Knowing the direction Qubes want to take, I will. Not knowing what
direction Qubes is taking, raising UX-issues in a security-project would
have felt out of place.

> I've seen some users written bash completion plugins for qvm-* commands.
> We'd need to integrate one.
Yes. I know, but I take dom0-security very serious and working through a
lot of code is tedious.

> Well, actually DispVMs with auto_cleanup=False are quite useful too. For
> example as sys-usb or sys-firewall
I stand corrected!
>> qvm-run --dispvm [dvm-template] CMD
>> fails too often and without obvious reasons for me to count. (Guess it's
>> a RAM-problem.)
> Oh, indeed after printing "Not enough memory to start domain 'disp...'"
> there is a bunch of garbage messages.
It's not even that, most commonly it starts and halts again, no reason
given. I'll write a more detailed issue.

>> qubes-global-settings can't be used from the commandline but opens
>> GUI-window.
> Command line equivalent is qubes-prefs.
Not entirely. dom0 memory boost, minimal qube memory and dom0 UpdateVM
don't exist in qube-prefs (though I guess dom0 UpdateVM maps to
updatevm? I would expect the former to be used exclusively for dom0, the
latter as update-proxy); there is "check_updates_vm" in qubes-prefs, but
"Check for dom0 updates" and "Check for qube updates by default" in
qubes-global-settings. On the other hand, there are many settings in
qubes-prefs. I would not have intuitively thought qubes-prefs to be
intended as CLI-global-settings.

>> qvm-copy now opens a window that needs interaction. This is awful for
>> copying many files, VM-name has to be typed for every file. Not to
>> mention I had some automated scripts that copied some files which are
>> now much more cumbersome as well.
>
> But even for old "qvm-copy-to-vm" you've got GUI window to confirm the
> operation.
And it was just that. I could let my script choose VMs, glance the
window and hit enter. Now I have to know what vm to type in. (I echo the
VM-name before qvm-copy)

> For automated operations, you can edit qrexec policy for qubes.Filecopy
Which would be fine for single-purpose VM-interaction. I had one VM
dedicated to ssh-ing my work-server, while also having a backup-VM and
general-purpose development-VM. So after doing some coding, I would want
to copy my work to backup and work. Since development has all sorts of
weird tools installed (node), I wouldn't want it to generally talk to
other VMs without me knowing. And since what files to transfer depends
on the project, a dom0-script makes little sense. (Yes, I could
implement a whole qrexec-service, but again, I criticise usability, not
possibility)

>
>>> -> qvm-usb to assing usb devices
>> This was the big improvement (for me) in Qubes 3.2. Credit where credit
>> is due, this is awesome!
>
>> qvm-block on the other hand ...
>> - no attaching of image-files anymore (used to do my backups that way)
>
> You can, if you attach it to loop device first (losetup in that VM).
Thanks, tried mount to create loopback devices, didn't work, gave up.
Move it from the "impossible" to the "cumbersome" bin. I'll write an issue.
>> - detaching requires full path as well (horrible if blockdevice is in
>> dispvm)
>
> What do you mean?
Qubes 3.2:
qvm-block -a work disp1:dm-1
qvm-block -d work

Qubes 4.0:
qvm-block a work disp7592:dm-0
qvm-block d work disp7592:dm-0

I need to type in the whole device-path. If the device exists in a
dispVM (which I do quite often to decrypt drives), I have to figure out
the random 4 digits of the specific dispVM that's holding the drive.

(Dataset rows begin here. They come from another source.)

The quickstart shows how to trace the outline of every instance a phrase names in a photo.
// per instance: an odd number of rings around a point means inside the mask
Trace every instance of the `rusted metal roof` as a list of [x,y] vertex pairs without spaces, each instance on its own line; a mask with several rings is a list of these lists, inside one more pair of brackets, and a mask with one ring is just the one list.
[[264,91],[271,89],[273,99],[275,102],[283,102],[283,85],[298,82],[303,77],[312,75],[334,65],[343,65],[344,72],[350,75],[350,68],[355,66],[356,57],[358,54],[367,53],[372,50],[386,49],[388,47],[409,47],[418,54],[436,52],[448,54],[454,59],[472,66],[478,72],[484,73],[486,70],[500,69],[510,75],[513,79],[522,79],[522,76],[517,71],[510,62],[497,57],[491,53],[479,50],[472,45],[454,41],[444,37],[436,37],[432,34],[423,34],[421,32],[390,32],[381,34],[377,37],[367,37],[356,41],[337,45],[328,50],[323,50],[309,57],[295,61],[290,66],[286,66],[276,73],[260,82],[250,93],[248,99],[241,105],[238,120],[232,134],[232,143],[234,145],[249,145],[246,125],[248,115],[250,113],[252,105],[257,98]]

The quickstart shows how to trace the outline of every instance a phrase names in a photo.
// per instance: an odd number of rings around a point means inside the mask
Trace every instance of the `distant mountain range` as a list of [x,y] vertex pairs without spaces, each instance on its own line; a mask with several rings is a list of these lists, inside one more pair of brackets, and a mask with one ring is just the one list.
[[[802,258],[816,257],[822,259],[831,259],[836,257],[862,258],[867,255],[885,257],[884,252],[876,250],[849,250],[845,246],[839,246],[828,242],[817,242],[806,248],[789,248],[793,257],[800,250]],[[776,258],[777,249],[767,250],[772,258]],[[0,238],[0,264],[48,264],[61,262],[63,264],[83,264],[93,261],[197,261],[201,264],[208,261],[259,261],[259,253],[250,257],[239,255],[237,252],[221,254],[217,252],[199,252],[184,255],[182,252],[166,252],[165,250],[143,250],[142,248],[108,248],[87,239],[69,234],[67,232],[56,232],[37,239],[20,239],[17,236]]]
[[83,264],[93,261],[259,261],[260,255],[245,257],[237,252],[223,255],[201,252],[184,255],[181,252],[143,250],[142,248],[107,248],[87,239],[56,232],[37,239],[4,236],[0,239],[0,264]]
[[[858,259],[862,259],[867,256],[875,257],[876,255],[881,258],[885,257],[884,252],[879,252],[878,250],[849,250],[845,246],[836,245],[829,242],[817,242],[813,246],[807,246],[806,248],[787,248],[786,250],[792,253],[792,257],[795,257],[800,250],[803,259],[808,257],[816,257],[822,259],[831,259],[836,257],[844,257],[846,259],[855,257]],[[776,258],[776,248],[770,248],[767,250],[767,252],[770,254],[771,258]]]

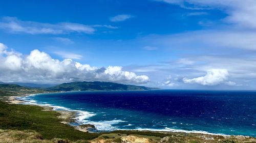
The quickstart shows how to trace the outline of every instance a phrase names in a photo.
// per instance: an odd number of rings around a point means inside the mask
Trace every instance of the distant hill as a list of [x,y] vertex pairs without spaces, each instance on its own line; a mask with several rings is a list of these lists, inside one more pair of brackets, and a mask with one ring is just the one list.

>> - documentation of features is especially lacking (e.g. could do
>> qvm-block [TARGET] [SOURCE] -f xvdz, now frontend-device is a feature of
>> qvm-device I have to look up how to use every time I need it.)
>
> You mean the option is named "-o frontend-dev=xvdz" instead now of "-f xvdz"?
> We can add an alias for that...
That would be great! But furthermore, qvm-block --help doesn't tell me
this is possible. man qvm-block opens man qvm-device instead
(confusing). The command is specified as
"qvm-device [options] DEVICE_CLASS ..."
Later on, the description of device_class "block" reads "available
options: -frontend-dev ..."
But instead of accepting "frontend-dev" as option ("qvm-device
frontend-dev xvdz block ...", I have to use the option "--option". This
is frustratingly confusing.

So much for Qubes CLI. As mentioned before, I'll write some issues.